I had a chance to talk to a few doctors and researchers at the Clinical Brain Disorders Branch at the National Institute of Mental Health in Bethesda, Maryland. They told me that neuroimaging has been a cornerstone of the revolution in brain science in psychiatry. In the past, neuroimaging has sought to find the patterns associated with mood and anxiety states as well as cognitive dysfunction in psychiatric disorders. With the current advances in genomics the emphasis may now shift to assess genetic conditions that may serve as risk factors for psychiatric disorders.

One area I am interested in looking into is the treatment of psychiatric disorders in general and mood disorders in particular. This is important because the explosive growth of new therapeutic agents. Because of this clinicians have focused on the need for rational treatment (ie, how to sequence the therapeutic agents or combine them if needed).
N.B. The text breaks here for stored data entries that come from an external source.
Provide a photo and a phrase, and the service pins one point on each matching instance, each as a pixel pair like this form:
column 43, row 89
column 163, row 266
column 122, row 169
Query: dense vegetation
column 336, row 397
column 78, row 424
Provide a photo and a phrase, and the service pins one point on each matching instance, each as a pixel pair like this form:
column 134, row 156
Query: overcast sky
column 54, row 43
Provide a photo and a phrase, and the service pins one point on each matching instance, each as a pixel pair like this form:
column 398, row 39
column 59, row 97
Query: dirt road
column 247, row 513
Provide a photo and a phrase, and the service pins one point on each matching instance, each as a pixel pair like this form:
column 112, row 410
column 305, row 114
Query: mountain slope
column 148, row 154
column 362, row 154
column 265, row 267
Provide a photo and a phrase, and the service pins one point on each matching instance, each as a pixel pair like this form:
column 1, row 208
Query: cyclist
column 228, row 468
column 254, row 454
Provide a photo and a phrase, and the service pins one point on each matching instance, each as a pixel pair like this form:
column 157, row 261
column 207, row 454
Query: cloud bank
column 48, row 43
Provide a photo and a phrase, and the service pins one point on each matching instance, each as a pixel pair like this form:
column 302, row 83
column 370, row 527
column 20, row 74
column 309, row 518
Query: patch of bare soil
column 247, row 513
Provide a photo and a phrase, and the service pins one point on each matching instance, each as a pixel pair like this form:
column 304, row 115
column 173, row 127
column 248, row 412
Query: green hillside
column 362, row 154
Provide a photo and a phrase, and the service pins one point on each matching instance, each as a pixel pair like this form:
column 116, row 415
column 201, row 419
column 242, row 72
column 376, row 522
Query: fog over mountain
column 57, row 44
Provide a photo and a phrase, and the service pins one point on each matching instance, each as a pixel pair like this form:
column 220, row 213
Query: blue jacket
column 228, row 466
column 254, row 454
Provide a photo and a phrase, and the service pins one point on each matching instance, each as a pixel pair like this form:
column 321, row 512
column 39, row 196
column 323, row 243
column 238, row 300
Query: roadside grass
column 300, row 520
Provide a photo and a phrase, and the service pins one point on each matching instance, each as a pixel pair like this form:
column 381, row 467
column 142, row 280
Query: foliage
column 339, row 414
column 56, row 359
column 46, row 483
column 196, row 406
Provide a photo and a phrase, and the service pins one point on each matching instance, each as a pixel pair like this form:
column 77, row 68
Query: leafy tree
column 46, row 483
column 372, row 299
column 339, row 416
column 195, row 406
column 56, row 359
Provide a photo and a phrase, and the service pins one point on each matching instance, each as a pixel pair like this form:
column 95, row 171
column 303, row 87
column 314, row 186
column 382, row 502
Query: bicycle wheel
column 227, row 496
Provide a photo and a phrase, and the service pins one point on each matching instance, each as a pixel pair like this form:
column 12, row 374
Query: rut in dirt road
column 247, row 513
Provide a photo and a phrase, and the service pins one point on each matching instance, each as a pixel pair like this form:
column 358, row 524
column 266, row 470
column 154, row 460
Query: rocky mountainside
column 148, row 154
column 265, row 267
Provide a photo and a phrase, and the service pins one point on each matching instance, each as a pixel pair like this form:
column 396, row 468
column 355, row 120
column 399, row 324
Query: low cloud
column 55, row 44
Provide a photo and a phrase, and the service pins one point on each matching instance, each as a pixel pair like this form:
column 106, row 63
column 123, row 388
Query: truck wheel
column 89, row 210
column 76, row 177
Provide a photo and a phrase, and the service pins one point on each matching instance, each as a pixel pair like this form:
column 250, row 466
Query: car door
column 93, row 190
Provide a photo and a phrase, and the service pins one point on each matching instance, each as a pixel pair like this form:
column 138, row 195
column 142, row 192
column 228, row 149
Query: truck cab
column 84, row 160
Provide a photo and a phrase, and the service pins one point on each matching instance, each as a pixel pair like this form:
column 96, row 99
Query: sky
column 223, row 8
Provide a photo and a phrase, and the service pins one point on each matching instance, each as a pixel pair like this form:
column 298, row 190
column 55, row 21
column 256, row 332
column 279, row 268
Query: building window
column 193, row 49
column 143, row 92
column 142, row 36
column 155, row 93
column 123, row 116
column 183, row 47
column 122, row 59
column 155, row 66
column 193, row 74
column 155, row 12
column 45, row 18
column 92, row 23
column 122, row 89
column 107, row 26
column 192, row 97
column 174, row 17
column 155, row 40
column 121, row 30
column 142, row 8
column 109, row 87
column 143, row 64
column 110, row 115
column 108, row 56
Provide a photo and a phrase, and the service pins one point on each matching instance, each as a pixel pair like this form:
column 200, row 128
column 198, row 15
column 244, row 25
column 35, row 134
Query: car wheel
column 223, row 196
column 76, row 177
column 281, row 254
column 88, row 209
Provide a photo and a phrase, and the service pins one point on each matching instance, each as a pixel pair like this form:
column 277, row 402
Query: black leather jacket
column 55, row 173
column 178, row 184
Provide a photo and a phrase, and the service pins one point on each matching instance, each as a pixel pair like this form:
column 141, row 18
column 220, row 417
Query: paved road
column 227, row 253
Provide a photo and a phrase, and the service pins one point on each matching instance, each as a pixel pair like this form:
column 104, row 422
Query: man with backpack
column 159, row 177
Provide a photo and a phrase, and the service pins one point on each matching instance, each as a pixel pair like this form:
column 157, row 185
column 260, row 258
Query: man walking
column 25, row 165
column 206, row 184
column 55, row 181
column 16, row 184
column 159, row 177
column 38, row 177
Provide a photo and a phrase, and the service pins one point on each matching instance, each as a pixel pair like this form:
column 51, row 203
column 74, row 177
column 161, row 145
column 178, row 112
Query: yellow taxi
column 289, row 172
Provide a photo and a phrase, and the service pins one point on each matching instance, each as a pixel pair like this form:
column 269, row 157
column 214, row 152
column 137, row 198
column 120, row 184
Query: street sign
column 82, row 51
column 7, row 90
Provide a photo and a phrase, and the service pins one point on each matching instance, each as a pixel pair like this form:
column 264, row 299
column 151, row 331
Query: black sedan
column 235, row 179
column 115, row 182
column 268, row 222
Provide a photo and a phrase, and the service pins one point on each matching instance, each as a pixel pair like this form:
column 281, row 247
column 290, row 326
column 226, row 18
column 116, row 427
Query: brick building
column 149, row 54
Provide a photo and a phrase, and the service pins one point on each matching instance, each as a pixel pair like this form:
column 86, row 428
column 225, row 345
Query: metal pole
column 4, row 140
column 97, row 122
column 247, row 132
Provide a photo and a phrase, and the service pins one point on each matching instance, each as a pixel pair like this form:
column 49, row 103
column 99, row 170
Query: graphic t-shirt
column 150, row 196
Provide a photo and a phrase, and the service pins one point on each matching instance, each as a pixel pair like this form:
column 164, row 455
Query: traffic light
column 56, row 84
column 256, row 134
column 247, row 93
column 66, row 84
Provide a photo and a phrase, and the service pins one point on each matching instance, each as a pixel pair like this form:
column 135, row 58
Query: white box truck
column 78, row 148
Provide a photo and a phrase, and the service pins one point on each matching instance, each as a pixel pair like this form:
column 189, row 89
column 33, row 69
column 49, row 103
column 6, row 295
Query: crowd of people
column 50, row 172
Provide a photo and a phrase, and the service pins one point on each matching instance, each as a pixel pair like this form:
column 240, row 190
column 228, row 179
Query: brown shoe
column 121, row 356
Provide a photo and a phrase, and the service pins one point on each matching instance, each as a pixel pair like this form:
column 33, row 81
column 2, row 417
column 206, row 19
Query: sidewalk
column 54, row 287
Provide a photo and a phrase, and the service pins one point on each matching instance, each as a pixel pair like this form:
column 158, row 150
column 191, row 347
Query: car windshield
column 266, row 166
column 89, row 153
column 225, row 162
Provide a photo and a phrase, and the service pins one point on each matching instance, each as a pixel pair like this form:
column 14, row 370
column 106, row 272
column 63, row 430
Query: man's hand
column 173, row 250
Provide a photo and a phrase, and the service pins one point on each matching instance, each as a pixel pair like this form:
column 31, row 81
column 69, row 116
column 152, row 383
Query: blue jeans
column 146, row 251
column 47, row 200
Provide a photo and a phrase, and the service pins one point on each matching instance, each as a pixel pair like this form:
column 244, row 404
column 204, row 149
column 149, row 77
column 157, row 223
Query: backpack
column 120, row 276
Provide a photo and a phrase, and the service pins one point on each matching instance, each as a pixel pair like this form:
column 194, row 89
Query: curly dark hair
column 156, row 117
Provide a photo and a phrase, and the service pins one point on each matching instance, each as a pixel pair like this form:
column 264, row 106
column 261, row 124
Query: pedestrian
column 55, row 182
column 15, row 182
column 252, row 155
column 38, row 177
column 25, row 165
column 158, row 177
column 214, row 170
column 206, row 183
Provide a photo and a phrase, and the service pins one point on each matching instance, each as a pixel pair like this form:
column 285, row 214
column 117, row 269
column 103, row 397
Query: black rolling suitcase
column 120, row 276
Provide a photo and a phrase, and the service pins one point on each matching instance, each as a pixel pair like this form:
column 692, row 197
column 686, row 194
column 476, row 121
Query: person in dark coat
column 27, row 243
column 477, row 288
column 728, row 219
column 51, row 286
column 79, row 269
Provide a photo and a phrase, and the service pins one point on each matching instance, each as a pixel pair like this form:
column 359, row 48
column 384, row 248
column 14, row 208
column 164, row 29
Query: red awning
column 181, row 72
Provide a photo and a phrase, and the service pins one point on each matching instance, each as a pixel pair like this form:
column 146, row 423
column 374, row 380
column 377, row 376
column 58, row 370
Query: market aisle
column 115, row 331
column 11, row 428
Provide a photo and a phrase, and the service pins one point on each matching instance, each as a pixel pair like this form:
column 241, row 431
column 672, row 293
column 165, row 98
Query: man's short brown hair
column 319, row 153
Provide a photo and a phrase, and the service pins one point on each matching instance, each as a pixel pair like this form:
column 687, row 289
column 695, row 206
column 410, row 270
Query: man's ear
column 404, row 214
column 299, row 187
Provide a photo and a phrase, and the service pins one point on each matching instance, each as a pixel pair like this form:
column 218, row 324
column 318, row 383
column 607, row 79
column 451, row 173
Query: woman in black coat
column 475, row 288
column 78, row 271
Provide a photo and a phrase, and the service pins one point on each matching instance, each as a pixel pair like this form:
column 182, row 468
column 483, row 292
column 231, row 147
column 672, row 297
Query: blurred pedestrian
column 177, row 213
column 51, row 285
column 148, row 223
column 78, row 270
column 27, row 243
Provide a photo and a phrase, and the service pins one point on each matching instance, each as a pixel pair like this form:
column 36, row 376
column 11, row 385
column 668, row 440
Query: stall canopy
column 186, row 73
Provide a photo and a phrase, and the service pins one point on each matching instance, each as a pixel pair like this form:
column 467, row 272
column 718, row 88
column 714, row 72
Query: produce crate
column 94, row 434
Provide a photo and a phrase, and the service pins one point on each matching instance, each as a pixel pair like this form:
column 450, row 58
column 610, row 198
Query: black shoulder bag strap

Thus, treatment algorithms started developing in psychiatry after decades of use elsewhere in medicine. Something I’d like to emphasize is the need for empirically based treatment plans as well as the consideration of patient preferences and clinical consensus.

An area that needs a great deal of attention is alcoholism v non-alcoholism. A few years back I listened to a speaker, I forget his name, but he discussed a 20-year longitudinal study of risk factors for alcoholism. The guy reviewed genetics of alcoholism, saying the concordance of alcoholism for monozygotic twins is twice that for dizygotic twins and that adopted children of alcoholics are at a 4-fold greater risk for alcoholism than are the children of nonalcoholics.

Keep in mind that 60% of the variance of risk for alcoholism is associated with genetic factors, while 40% is associated with environmental factors. Genes determine how one metabolizes alcohol and also influence the level of response to alcohol. They also play a role in a person’s being disinhibited or impulsive, which is a risk factor in alcoholism.

This might be boring to some of you, but I was loving this!

The conference runs through to Saturday.

In addition to continuing scientific advances, the next several years may see a movement away from viewing psychiatric disorders as conditions of weak will and lack of motivation but rather as similar to other medical disorders, neurologic diseases, and genetic abnormalities in which individualized treatments promote healthy functioning, productivity, and creativity.